Première femme directrice de la publication d’un grand journal américain, le Washington Post, Katharine Graham s’associe à son rédacteur en chef Ben Bradlee pour dévoiler un scandale d’État monumental et combler son retard par rapport au New York Times qui mène ses propres investigations. Ces révélations concernent les manœuvres de quatre présidents américains, sur une trentaine d’années, destinées à étouffer des affaires très sensibles… Au péril de leur carrière et de leur liberté, Katharine et Ben vont devoir surmonter tout ce qui les sépare pour révéler au grand jour des secrets longtemps enfouis…
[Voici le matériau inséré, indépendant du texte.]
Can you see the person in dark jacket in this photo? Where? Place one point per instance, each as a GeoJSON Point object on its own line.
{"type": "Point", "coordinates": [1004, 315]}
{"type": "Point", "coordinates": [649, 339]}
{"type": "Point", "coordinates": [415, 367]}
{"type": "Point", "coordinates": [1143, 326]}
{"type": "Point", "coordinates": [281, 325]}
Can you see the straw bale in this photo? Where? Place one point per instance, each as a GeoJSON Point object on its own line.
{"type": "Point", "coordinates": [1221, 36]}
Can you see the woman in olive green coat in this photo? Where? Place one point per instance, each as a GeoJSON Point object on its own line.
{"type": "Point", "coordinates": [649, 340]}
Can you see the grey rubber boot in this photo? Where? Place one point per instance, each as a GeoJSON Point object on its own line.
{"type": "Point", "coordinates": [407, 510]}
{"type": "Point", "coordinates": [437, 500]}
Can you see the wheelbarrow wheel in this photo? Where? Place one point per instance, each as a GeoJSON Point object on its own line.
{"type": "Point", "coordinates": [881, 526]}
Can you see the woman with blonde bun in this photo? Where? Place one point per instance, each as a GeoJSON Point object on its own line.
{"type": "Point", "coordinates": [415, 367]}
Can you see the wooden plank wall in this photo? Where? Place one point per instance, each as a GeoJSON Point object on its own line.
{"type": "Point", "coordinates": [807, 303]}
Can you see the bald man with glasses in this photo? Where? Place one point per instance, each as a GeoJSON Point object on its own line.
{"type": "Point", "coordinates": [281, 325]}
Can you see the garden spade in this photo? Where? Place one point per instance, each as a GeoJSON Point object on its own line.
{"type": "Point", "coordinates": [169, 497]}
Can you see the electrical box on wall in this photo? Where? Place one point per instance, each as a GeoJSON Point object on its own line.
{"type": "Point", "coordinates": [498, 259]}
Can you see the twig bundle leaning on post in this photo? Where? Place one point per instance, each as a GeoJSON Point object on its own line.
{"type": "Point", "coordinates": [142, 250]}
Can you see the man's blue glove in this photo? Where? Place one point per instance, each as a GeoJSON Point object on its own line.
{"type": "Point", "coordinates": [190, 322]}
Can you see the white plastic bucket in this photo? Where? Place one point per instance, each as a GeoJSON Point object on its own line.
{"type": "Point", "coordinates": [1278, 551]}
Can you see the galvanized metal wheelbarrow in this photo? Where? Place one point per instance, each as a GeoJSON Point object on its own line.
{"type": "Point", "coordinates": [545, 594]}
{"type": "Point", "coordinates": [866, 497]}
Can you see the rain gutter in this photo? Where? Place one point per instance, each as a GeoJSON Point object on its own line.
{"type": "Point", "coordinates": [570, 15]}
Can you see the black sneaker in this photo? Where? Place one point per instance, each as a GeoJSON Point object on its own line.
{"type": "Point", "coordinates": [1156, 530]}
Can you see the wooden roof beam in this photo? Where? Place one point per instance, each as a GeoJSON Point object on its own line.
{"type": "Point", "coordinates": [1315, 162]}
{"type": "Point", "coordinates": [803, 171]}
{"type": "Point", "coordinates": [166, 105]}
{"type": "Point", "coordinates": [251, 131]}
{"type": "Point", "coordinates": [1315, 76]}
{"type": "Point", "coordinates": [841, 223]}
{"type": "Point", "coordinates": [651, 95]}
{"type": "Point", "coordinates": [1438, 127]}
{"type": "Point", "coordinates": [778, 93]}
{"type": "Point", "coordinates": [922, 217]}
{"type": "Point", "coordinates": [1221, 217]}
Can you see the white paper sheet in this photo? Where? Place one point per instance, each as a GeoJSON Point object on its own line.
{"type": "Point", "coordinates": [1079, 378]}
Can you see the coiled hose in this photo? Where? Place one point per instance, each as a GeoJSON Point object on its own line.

Un peu plus d’un an avec le raté « BGG » et quelques mois avant son « Ready Player One » (sortie le 28 mars), Steven Spielberg sort son film « sérieux » du moment, « Pentagon Papers » sur les journaux qui bravèrent le gouvernement Nixon en publiant des documents « secret défense » sur la guerre du Vietnam. Il s’agit ici sur le fond sans doute de son film le plus important depuis « la Liste de Schindler ». Alors que les Etats-Unis sont depuis un an sous le joug de Trump, le film tire la sonnette d’alarme sur les abus du pouvoir et met en lumière tous ceux qui, à leur niveau, sont prêts à braver les interdits pour faire triompher la vérité. Par ailleurs, à travers le personnage incarné par Meryl Streep, Katharine Graham, la directrice du Washington Post, Spielberg rend hommage aux femmes. A une époque où la femme est réduite à son rôle de ménagère, cette dernière va s’imposer dans un monde d’hommes, au risque de tout perdre. De ces deux thèmes très forts, Spielberg, en conteur hors pair, nous offre un thriller d’une grande intelligence, véritable leçon de mise en scène, rendant le film souvent jubilatoire. Pour l’épauler, on retrouve ses habituels complices, Kaminski à la photo et John Williams pour une partition très inspirée. Mais si le film est un tel bonheur, c’est aussi grâce à ses interprètes, Tom Hanks (5ème collaboration avec Spielberg) et Meryl Streep comme toujours incroyable (l’une des scènes majeures du film alors qu’elle est au téléphone est absolument grandiose d’intensité). Spielberg est grand, Spielberg est immense et « Pentagon Papers » est un classique instantané!